The single "Double Lovin'", a sound-alike follow-up to their previous hit "One Bad Apple" from the same songwriter, peaked at No. 14 on the Billboard Hot 100. The album included the first songwriting contributions from the Osmond Brothers themselves, with Wayne Osmond noting in 2004 that the band had to reject multiple songs, some of which became major hits, because they did not reflect their morals, and decided to start writing their own.
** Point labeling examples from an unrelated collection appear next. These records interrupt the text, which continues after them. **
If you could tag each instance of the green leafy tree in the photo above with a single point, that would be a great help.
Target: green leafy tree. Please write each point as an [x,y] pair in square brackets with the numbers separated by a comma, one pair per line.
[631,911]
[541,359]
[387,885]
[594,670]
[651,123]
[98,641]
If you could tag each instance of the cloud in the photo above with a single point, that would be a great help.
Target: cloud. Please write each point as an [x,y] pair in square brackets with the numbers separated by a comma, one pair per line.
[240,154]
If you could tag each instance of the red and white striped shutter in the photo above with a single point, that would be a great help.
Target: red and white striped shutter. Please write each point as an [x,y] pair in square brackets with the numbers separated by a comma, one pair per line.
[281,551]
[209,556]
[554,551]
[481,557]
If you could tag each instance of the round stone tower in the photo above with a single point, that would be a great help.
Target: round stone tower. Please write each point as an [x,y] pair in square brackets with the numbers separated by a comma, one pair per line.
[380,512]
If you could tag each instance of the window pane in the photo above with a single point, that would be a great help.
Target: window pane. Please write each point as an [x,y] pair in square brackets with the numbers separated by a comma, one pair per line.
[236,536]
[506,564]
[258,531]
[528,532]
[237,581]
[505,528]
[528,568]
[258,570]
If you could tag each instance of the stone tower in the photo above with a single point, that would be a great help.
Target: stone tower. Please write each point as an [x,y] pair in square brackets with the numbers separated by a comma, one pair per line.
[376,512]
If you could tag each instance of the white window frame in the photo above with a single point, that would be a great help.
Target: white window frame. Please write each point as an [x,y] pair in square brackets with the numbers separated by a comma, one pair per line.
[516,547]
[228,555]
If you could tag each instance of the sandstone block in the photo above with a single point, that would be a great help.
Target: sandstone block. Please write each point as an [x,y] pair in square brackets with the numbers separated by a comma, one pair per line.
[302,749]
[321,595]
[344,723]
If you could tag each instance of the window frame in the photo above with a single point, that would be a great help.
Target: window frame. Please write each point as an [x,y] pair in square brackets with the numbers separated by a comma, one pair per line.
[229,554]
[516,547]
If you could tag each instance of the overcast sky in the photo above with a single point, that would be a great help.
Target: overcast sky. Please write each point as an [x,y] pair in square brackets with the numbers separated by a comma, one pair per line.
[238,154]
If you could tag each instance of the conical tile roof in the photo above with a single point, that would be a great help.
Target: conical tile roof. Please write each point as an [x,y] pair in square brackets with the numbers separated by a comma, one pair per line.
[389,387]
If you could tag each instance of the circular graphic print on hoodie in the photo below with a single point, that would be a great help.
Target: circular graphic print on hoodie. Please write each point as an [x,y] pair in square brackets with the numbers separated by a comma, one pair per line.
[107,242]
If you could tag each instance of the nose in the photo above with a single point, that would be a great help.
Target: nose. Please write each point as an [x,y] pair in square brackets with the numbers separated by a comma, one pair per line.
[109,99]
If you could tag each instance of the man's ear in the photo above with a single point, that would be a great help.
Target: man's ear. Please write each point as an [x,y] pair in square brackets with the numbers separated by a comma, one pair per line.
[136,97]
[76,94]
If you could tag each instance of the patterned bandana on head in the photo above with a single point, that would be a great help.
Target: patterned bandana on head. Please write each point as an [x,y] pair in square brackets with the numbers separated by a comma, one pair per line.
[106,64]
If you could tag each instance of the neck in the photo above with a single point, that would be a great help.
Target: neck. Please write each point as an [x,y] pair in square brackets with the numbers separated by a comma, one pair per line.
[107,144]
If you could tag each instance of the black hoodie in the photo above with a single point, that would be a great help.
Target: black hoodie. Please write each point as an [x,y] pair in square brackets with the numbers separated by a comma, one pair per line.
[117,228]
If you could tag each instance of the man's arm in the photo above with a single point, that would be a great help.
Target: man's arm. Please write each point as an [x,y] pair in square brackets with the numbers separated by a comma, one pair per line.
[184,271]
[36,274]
The band would write the majority of their own songs for the next three albums.

==Critical reception==

Dave Thompson of AllMusic described the album as "Little more than the highlights of a stage act honed through appearances at sundry cabaret clubs and on TV", also calling it "good-natured pop with a saccharine bent, and so utterly directionless that even the Jackson 5-isms that would soon be sweeping into their set (and had already distinguished their maiden hit, "One Bad Apple") have yet to be tapped."

Professional ratings
Review scores
| Source | Rating |
| AllMusic | Star |

==Track listing==

| No. | Title | Writer(s) | Recorded | Length |
|---|---|---|---|---|
| 1. | "The Honey Bee Song (A Taste of Honey)" | Mickey Buckins | February 21, 1971 | 2:20 |
| 2. | "Carrie" | Merrill Osmond, Wayne Osmond | February 16, 1971 | 2:45 |
| 3. | "Double Lovin'" | Mickey Buckins, George Jackson | February 16, 1971 | 2:30 |
| 4. | "Chilly Winds" | Lalo Schifrin, Mike Charles | February 20, 1971 | 2:54 |
| 5. | "Shuckin' and Jivin'" | George Jackson, Mickey Buckins | February 16, 1971 | 2:10 |
| 6. | "The Promised Land" | Mickey Buckins | February 16, 1971 | 2:45 |
| 7. | "If You're Gonna Leave Me" | Alan Osmond, Merrill Osmond | February 17, 1971 | 3:27 |
| 8. | "We Never Said Forever" | Austin Roberts, Chris Welch | February 18, 1971 | 2:48 |
| 9. | "She Makes Me Warm" | Paul Williams | February 18, 1971 | 2:24 |
| 10. | "Sho Would Be Nice" | Alan Osmond, Merrill Osmond | February 17, 1971 | 3:30 |

==Personnel==
- Producer: Rick Hall
- Arranger (Horns): Harrison Calloway, Jr.
- Arranger (Strings): Peter Carpenter
- Recorded at Fame Recording Studios

==Charts==

===Album===

| Chart (1971) | Peak position |
|---|---|
| Canadian Albums (RPM) | 27 |
| US Billboard 200 | 22 |

===Singles===

| Year | Single | Chart | Position |
| 1971 | "Double Lovin'" | US Billboard Hot 100 | 14 |
| US Cash Box Top 100 | 9 |
| Canada RPM Top Singles | 9 |

==Certifications==

| Region | Certification | Certified units/sales |
| United States (RIAA) | Gold | 500,000^{^} |
^{^} Shipments figures based on certification alone.